高市早苗総理大臣 「今回のレーダー照射は航空機の安全な飛行に必要な範囲を超える危険な行為です。このような事案が発生したことは極めて残念です。冷静かつ毅然と対応して参ります」

 問題が発生したのは6日。午後4時32分ごろと午後6時37分ごろの2回です。

 防衛省によると、中国海軍の空母「遼寧」が沖縄本島と宮古島の間を南下して太平洋へ航行。その後、戦闘機やヘリコプターの発着訓練を実施しました。

 自衛隊は那覇基地から戦闘機を緊急発進。その中で中国軍の「J15」戦闘機が航空自衛隊の「F15」戦闘機に対してレーダー照射を断続的に行ったということです。

自衛隊 元統合幕僚長 河野克俊さん 「レーダーが照射されたということは、射撃の体制に入る前段階の行為を中国側が行ったということで、非常に危険性のある行為ですね。
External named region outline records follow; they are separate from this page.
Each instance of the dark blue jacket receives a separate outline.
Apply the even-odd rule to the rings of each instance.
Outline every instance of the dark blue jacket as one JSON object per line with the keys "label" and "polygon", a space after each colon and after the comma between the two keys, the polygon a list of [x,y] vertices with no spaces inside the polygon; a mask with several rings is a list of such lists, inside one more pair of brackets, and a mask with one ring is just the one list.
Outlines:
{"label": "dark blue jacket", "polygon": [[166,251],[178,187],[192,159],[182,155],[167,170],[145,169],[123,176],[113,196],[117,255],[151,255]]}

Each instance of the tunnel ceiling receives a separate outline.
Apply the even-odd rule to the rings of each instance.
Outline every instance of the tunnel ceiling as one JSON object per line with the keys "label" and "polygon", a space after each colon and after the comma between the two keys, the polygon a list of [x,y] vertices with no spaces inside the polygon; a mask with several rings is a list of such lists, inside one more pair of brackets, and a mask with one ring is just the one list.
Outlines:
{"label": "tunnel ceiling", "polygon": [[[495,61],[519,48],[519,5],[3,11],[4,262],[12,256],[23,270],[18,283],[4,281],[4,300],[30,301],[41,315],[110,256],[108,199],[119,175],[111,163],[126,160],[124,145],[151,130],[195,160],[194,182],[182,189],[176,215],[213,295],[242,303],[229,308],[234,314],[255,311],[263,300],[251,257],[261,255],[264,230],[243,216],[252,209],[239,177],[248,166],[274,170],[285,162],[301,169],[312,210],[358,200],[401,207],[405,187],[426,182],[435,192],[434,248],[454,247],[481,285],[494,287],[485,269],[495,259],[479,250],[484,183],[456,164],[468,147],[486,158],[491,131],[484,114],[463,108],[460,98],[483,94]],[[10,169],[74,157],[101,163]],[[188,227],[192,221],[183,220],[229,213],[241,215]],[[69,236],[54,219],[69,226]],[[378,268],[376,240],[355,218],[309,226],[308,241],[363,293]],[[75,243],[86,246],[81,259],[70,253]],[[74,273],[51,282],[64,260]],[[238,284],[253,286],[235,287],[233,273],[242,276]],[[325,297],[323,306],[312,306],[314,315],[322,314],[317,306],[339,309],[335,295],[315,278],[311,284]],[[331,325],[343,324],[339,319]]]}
あとは引き金を引けば、ミサイルや弾が飛んでいく寸前」

 レーダー照射は過去にも起きています。2013年に沖縄県の尖閣諸島周辺で、中国海軍の「フリゲート艦」から海上自衛隊のヘリコプターや護衛艦に対して。2018年には能登半島沖で、韓国の駆逐艦から海上自衛隊の哨戒機に対してレーダー照射を行いました。

 今回は、戦闘機から戦闘機への照射です。

「戦闘機と戦闘機ですからね。一瞬にして距離感が圧倒的に縮まりますので、大事に至る可能性さえあった危険な事案だと思います」

■正反対の発表「世論ミスリード」

 気になるのは、どのレベルからの指示によるものなのかという点です。

防衛省関係者 「現場の忖度(そんたく)、暴走かと思われます。それぞれの忠誠心というか、成果のアピールのように現場が動いているように感じます」

 中国側の説明は…。

「自衛隊機が複数回接近し、妨害行為を行った」

 7日、オーストラリアのマールズ国防相と都内で会談した小泉進次郎防衛大臣はこう述べました。

「日豪は法の支配に基づく秩序を重視し、このような中国の行動に対して、毅然かつ冷静に地域の平和と安定に向けた対応を進めていきます」

 オーストラリアのマールズ国防相もこう話しました。

「私たちはこの24時間に起きた中国の動向について、深い懸念を抱いています。引き続き日本と連携して取り組み、日本に寄り添います」

 外務省の船越事務次官は7日、中国の呉江浩駐日大使を呼び出し、強く抗議したうえで再発防止を厳重に求めました。

 一方、中国側は呼び出された立場にもかかわらず、大使が外務次官に抗議したと日本とは正反対の発表をしました。

 「中国を非難して世論をミスリードし、極めて無責任だ」と、ここでも情報戦を展開しています。